基于低细胞内pH值(pHi)毒性开发了一种新方法,用于分离过表达Na+/H+逆向转运活性的成纤维细胞变体。将中国仓鼠肺成纤维细胞(CCL39)在含有50 mM氯化铵的培养基中孵育60分钟。当在pHi恢复阶段的60分钟内Na+/H+逆向转运体被抑制时,去除细胞外NH4+会导致快速且致命的细胞内酸化。通过添加5-(N-甲基,N-丙基)氨氯吡咪(MPA,半数致死剂量LD50 = 0.3 microM)或降低细胞外[Na+](LD50 = 25 mM)来引发抑制。在酸负荷选择过程中逐渐增加MPA浓度,导致分离出两种稳定变体:AR40和AR300,它们分别对40和300 microM MPA具有抗性。响应酸负荷时,由于Na+/H+逆向转运活性的过表达,这些变体显示出更高的pHi恢复速率。此外,AR40和AR300的Na+/H+逆向转运体发生了改变:在AR300细胞中,抑制Na+/H+交换的MPA的半最大抑制浓度(K0.5)从5×10^(-8) M 转变为1.5×10^(-6) M,米氏常数(Km)(Na+)降低了2倍,最大反应速度(Vmax)增加了4.5倍。

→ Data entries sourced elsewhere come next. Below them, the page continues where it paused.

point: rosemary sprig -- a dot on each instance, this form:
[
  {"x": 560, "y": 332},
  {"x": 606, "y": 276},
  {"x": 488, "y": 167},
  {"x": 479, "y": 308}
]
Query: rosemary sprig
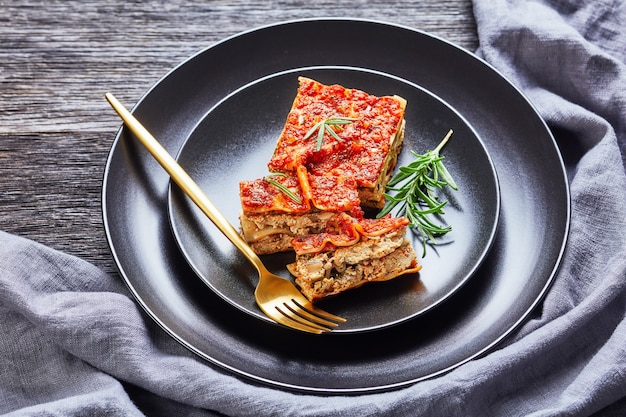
[
  {"x": 325, "y": 126},
  {"x": 415, "y": 195},
  {"x": 270, "y": 178}
]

或者,逐步降低pHi恢复盐溶液培养基中的Na+浓度,导致选择另一类变体(DD8和DD12),其特征同样是Na+/H+逆向转运体发生改变且表达水平增加。DD12中氨氯吡咪敏感的Na+内流速率增加了10倍,这是由于最大反应速度增加了4倍以及对外位点处Na+或Li+的亲和力增加了2.5倍。有趣的是,DD12中对氨氯吡咪类似物MPA和对外源H+的亲和力没有变化。总之,本文提出的遗传方法:提供了一种通用且特异的方法,用于选择Na+/H+逆向转运体表达水平增加和/或结构改变的变体,并证明细胞外Na+结合位点和氨氯吡咪结合位点并不相同,因为它们可以彼此独立地发生遗传改变。